When you here Piazzolla's music, you know instinctively that he is South American, that he is Argentinean. That it is why one finds such pleasure in listening to Piazzolla as performed by the Versus Ensemble on this new Naxos CD. The liner notes are rather brief when it comes to identifying the members of the Versus Ensemble. I believe, however, I am fairly safe in stating that it hails from Spain, which makes it a unique chamber music ensemble because it dedicates itself to the interpretation of Piazzolla's music, rather than some Spanish composer.

Featured works on this CD are the Maria de Buenos Aires Suite, Verano Porteno, and Milonga del Angel.
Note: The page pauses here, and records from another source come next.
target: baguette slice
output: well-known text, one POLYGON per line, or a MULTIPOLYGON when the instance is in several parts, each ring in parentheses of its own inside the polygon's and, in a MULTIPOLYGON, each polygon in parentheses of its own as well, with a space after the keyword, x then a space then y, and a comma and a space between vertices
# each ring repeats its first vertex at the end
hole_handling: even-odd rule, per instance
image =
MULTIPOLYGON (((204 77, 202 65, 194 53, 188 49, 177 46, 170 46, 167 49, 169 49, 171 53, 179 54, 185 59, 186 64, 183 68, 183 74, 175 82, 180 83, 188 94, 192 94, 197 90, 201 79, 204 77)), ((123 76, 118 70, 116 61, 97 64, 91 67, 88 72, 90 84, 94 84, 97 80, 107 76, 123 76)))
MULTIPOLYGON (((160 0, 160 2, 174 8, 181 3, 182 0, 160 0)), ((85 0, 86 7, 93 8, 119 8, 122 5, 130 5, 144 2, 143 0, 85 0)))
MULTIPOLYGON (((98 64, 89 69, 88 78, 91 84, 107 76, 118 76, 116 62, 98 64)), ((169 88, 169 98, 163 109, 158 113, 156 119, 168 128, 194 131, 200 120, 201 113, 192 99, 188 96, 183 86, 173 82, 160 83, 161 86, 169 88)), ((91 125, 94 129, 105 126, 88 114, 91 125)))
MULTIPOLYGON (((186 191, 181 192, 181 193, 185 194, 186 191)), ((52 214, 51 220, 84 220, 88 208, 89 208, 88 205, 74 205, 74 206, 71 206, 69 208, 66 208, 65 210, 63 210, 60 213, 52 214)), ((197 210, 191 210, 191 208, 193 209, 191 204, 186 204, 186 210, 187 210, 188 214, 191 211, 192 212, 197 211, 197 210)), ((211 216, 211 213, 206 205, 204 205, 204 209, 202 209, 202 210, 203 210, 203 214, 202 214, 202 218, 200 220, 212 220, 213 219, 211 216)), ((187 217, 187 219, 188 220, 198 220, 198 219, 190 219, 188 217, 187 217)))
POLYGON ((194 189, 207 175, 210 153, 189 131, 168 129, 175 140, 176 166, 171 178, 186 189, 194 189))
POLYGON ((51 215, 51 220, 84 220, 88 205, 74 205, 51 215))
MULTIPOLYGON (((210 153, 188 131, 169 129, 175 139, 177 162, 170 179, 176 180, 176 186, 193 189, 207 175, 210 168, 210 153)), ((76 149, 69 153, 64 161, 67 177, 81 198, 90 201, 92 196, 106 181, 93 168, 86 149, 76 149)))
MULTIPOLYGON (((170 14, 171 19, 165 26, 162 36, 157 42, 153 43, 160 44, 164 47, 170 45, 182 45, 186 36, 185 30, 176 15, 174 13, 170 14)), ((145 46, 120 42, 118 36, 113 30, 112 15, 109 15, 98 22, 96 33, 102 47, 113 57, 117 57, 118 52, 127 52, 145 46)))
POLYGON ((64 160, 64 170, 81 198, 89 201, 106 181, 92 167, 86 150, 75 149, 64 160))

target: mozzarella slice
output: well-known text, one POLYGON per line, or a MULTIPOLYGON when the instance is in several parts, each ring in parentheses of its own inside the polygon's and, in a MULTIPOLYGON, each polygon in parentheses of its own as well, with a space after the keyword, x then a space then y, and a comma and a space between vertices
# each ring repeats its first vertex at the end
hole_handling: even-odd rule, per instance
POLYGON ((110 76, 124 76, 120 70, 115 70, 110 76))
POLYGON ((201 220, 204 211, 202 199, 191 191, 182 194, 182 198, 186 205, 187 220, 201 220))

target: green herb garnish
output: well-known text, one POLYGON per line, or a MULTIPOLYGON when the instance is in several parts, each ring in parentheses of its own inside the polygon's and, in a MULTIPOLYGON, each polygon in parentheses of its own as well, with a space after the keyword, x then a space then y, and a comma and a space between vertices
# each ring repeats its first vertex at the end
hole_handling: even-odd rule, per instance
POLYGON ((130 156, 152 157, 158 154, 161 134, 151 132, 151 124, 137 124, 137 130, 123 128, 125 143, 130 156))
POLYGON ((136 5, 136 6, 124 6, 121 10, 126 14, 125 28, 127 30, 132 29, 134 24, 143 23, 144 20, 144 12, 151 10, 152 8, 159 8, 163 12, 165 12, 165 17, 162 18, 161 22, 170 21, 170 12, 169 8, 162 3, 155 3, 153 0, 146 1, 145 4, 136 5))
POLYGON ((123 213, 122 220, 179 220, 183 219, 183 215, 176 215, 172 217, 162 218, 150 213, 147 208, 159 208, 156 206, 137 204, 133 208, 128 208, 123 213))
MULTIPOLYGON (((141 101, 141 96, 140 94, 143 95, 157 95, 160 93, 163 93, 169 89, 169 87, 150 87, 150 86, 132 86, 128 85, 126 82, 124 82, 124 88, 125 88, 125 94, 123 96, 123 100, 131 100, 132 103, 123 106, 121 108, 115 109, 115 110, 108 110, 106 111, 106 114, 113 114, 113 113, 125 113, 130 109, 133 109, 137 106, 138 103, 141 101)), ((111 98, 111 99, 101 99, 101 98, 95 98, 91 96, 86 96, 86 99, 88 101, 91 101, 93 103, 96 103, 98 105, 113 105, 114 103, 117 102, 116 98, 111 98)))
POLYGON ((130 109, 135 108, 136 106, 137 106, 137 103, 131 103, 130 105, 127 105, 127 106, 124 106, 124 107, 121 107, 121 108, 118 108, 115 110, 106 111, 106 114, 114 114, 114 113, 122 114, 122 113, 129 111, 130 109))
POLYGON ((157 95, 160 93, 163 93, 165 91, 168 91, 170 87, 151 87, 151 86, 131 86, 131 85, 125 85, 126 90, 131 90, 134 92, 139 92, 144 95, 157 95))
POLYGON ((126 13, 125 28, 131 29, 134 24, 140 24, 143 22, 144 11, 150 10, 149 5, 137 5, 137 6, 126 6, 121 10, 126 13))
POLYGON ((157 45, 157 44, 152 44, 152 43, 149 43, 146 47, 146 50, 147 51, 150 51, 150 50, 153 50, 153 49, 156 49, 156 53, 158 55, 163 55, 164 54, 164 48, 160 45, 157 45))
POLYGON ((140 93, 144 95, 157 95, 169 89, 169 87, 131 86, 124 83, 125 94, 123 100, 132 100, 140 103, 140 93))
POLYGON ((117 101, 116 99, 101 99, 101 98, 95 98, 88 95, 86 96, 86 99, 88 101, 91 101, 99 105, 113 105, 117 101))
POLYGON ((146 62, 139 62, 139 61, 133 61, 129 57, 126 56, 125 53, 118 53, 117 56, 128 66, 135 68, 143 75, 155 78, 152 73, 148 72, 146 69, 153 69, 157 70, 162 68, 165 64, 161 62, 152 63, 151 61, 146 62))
Ten of the 11 tracks were recorded live at the Caja Rural Auditorium in Granada, Spain in 2006, while the 11th was recorded live at the Tango World Meeting in Valparaiso, Chile in 2007.

The music is both lively and contemplative. Piazzolla for a time worked with the poet Horacio Ferrer, who recites and sings his own words on five tracks of this CD. We also get to hear Spanish soprano Maria Rey-Joly and vocalist Enrique Moratalla. But, having said much about the bandoneón, don't expect to hear it on this CD. Instead, the instruments are violin, alto and soprano saxophones, piano, guitar, and double bass.

In 1967 Piazzolla invited Ferrer to write a show that would combine recitation with instrumentals and songs. The result was Maria de Buenos Aires, which premiered at the Planet Theater in Buenos Aires in May 1968. The work's subtitle was Tango Operita. At its core is Maria, who personifies Buenos Aires in all its grandeur and decay, its euphoric highs and bittersweet melancholic moods. Maria herself stands in for Buenos Aires at night. Listening to Ferrer, one almost feels one is being transposed into a smoky barroom scene of a different time and place. It is an amazing performance.